The strife-torn South American nation of Colombia was rocked by anti-government protests which commenced in late April 2021 and lasted for roughly two months.

By mid-May 21 road blockades had sprung up all over Colombia in response to President Ivan Duque’s government violently repressing the protests, impacting the economically crucial oil industry.

By the end of July-2021, the deaths of 45 protestors at the hands of authorities had been recorded by peace thinktank Indepaz. That coupled with the government’s unwillingness to negotiate with the national strike committee caused civil dissent to escalate leading to nationwide blockades of roads which prevented the movement of supplies impacting the economy and oil industry.

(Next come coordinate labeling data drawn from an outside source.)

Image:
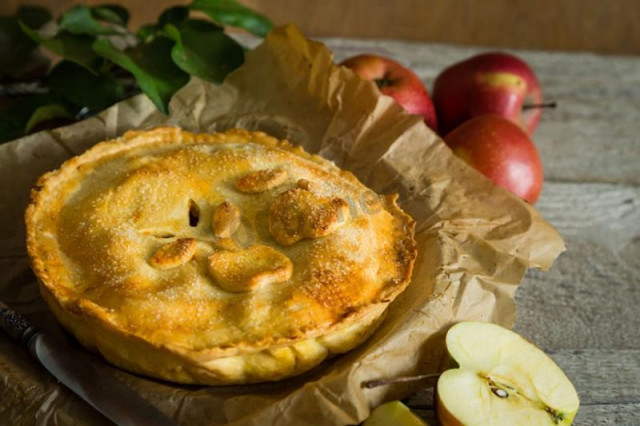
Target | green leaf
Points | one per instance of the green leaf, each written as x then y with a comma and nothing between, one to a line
151,65
232,13
82,88
76,48
80,20
146,32
202,49
174,15
33,16
47,113
113,13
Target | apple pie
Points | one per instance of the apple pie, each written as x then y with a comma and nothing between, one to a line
218,258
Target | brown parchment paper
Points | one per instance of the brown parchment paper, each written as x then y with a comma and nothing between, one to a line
475,240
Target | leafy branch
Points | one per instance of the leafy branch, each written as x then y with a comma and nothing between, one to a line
102,61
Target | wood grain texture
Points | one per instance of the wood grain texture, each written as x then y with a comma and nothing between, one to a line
585,311
594,25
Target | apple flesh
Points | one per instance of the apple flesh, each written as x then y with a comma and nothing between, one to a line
502,379
502,151
490,83
398,82
393,413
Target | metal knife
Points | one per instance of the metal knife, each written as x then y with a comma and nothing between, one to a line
113,399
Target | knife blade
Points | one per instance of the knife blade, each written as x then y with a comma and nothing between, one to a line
112,398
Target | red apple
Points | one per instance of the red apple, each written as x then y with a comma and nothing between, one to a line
490,83
502,151
397,81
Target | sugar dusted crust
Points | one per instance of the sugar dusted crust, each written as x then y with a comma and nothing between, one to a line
219,258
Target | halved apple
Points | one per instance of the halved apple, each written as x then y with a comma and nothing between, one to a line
502,379
393,413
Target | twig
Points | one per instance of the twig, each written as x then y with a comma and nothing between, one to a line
370,384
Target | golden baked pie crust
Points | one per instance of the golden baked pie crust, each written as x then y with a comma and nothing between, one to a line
130,243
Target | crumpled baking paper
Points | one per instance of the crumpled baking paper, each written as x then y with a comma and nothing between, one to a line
475,240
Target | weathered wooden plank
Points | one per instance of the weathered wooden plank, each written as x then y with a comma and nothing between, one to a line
590,297
591,136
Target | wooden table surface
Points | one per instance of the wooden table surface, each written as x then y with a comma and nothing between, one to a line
585,311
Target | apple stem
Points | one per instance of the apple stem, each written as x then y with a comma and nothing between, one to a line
370,384
383,82
542,105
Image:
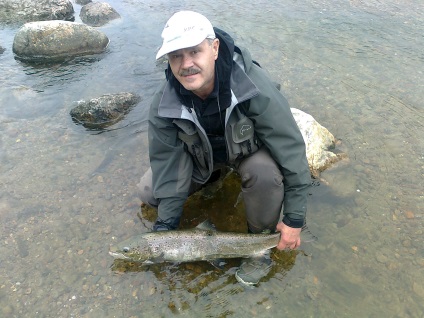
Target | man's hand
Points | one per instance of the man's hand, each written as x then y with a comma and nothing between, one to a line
290,237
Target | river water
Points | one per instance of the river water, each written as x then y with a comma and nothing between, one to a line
68,193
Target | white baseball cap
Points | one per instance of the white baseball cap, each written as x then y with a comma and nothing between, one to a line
185,29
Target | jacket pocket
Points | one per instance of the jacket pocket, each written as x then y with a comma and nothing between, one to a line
244,140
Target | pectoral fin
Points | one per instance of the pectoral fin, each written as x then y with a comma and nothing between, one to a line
218,263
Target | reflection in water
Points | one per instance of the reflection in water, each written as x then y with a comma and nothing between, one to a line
67,193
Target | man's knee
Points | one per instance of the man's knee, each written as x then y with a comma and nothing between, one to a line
146,189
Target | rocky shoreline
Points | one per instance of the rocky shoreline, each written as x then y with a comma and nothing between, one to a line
46,36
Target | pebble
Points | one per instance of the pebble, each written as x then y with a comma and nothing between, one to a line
409,215
381,258
418,288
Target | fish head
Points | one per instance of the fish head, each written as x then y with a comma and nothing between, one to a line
134,249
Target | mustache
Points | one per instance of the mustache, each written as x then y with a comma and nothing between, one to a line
189,71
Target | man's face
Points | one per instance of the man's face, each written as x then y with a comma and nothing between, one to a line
194,67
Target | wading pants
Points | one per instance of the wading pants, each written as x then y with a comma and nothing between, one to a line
262,187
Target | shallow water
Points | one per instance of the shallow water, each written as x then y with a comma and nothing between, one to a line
68,193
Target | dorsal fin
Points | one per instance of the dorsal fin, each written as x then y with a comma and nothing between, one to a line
206,226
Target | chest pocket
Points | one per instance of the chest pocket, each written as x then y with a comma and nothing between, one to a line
243,137
189,135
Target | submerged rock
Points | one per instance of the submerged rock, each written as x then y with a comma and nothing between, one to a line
98,13
51,40
318,141
106,110
35,10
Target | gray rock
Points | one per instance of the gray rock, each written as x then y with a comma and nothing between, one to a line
51,40
82,2
318,142
98,13
35,10
106,110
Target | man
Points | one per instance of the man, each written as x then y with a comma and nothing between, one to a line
218,107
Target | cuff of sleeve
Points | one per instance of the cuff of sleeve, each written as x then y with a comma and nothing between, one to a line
294,223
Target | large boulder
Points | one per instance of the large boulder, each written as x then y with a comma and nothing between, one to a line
99,113
98,13
319,142
52,40
12,11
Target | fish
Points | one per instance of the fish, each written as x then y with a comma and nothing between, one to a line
202,243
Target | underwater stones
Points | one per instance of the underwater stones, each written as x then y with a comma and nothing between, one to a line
98,13
51,40
318,141
35,10
106,110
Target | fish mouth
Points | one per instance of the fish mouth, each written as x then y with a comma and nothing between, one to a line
118,255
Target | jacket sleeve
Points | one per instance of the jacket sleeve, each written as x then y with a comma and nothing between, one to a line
170,163
277,129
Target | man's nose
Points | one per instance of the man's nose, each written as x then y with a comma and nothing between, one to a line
187,61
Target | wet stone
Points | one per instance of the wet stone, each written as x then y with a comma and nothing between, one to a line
106,110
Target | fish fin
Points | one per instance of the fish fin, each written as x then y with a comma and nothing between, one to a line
206,226
157,259
307,236
218,263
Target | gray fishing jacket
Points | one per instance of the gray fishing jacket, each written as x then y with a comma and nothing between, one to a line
259,115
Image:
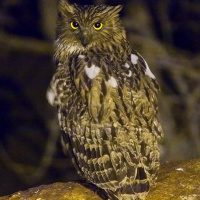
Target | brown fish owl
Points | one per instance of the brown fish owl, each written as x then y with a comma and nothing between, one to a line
106,97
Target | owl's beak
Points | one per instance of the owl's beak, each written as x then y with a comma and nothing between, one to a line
84,40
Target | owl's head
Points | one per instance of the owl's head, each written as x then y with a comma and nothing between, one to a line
84,27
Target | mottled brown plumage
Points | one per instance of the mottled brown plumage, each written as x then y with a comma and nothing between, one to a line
106,97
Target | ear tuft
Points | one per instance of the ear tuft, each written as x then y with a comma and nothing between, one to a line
64,7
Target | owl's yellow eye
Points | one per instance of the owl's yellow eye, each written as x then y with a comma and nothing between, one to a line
98,26
74,25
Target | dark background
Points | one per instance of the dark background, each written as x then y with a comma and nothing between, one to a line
166,33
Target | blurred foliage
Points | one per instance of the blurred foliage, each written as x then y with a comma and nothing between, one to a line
166,33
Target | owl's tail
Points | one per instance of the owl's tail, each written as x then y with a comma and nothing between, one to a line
134,188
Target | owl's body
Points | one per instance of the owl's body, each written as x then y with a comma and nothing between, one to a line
107,104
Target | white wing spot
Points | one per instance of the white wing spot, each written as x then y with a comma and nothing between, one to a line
92,72
112,81
50,96
127,65
134,59
180,169
81,56
148,71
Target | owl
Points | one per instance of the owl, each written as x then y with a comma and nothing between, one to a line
106,97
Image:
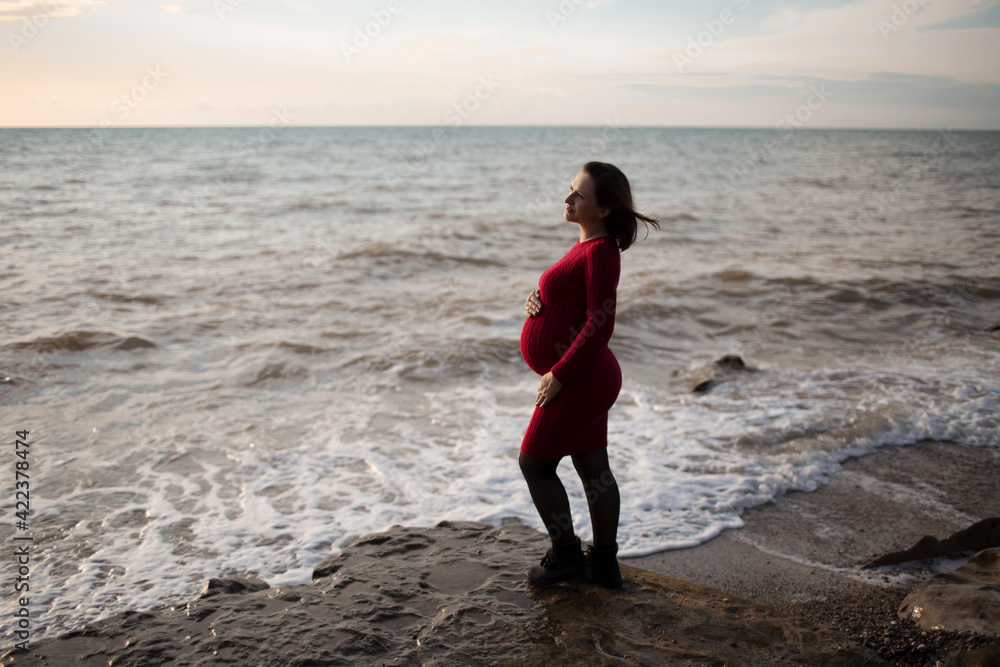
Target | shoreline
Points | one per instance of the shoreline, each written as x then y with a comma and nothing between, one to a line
801,552
784,590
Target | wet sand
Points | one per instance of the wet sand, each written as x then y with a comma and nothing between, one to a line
782,591
801,553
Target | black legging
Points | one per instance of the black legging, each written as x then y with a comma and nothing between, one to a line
552,503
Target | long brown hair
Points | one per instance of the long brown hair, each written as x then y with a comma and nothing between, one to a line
613,191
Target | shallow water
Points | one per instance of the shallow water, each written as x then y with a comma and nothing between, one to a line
237,350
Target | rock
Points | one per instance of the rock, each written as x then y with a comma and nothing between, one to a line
232,586
984,534
720,370
987,656
966,600
452,594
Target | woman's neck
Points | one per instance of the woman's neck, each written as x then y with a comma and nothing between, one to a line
594,231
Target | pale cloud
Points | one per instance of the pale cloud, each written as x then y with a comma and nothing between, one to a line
19,10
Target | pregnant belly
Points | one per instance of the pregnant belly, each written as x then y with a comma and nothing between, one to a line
543,342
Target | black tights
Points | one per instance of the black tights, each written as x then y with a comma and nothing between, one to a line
552,503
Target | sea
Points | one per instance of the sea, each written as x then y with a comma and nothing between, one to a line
236,350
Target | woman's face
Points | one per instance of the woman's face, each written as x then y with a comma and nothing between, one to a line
581,204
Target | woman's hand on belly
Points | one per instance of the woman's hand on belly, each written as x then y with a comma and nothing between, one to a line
533,305
547,390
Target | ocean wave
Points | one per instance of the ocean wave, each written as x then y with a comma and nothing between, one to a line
80,341
382,253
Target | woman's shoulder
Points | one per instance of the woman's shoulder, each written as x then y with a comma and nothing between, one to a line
603,247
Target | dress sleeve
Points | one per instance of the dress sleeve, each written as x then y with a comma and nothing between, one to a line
602,267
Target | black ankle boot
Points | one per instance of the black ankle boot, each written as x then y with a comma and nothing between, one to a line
604,567
563,562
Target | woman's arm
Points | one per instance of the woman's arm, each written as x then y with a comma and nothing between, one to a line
601,271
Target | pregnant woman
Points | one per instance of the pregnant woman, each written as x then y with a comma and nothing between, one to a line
565,340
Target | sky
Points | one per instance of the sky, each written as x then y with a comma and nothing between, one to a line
714,63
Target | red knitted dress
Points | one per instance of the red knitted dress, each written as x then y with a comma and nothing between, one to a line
569,337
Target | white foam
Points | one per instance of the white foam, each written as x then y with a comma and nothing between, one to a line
687,468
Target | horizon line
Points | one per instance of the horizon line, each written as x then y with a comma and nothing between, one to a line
512,125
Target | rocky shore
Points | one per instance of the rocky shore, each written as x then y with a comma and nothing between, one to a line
785,590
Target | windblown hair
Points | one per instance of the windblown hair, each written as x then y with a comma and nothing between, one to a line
613,191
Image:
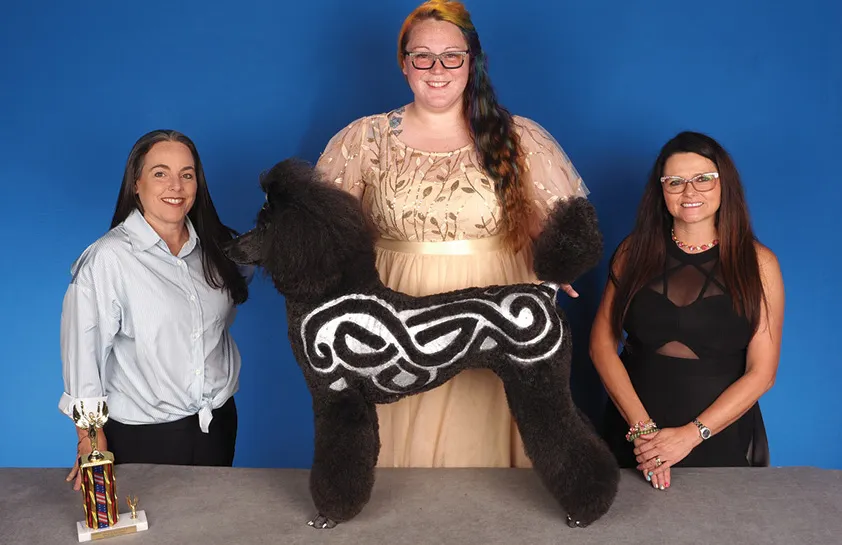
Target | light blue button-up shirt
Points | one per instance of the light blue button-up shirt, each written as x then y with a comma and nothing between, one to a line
143,330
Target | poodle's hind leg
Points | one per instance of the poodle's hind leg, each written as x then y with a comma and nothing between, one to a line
573,462
347,443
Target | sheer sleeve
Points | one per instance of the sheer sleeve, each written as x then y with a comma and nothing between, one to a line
550,175
346,160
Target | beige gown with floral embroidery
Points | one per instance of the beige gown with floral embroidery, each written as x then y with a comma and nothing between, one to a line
413,196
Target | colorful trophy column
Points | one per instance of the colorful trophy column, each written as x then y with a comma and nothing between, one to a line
99,484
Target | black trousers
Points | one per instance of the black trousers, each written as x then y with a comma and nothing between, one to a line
176,443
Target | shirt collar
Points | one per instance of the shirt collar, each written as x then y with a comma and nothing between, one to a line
143,236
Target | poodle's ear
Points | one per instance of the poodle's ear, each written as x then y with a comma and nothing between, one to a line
571,242
246,249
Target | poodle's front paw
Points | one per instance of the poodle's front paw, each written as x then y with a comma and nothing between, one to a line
575,523
321,522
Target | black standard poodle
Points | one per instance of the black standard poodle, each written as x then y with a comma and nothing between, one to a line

Those events came on the back of Duque’s unwillingness to fully implement what increasingly appears to be a failed peace agreement with Colombia’s largest leftwing guerilla group the FARC. It is the rapid growth of dissident FARC groups, those guerillas who refused to accept the 2016 peace accord, that has been a driver of a sharp uptick in violence. 

By the end of 2017, it was estimated that 7,000 FARC combatants, most of the active guerillas, had demobilized and surrendered their weapons in a process supervised by the UN mission in Colombia. It was believed that less than 1,000 FARC fighters had rejected the peace agreement remaining active in their struggle against the state. After a series of missteps by the national government in Bogota and increasing unwillingness to implement the peace deal since Duque took office in late-2018 those dissident FARC groups surged in strength.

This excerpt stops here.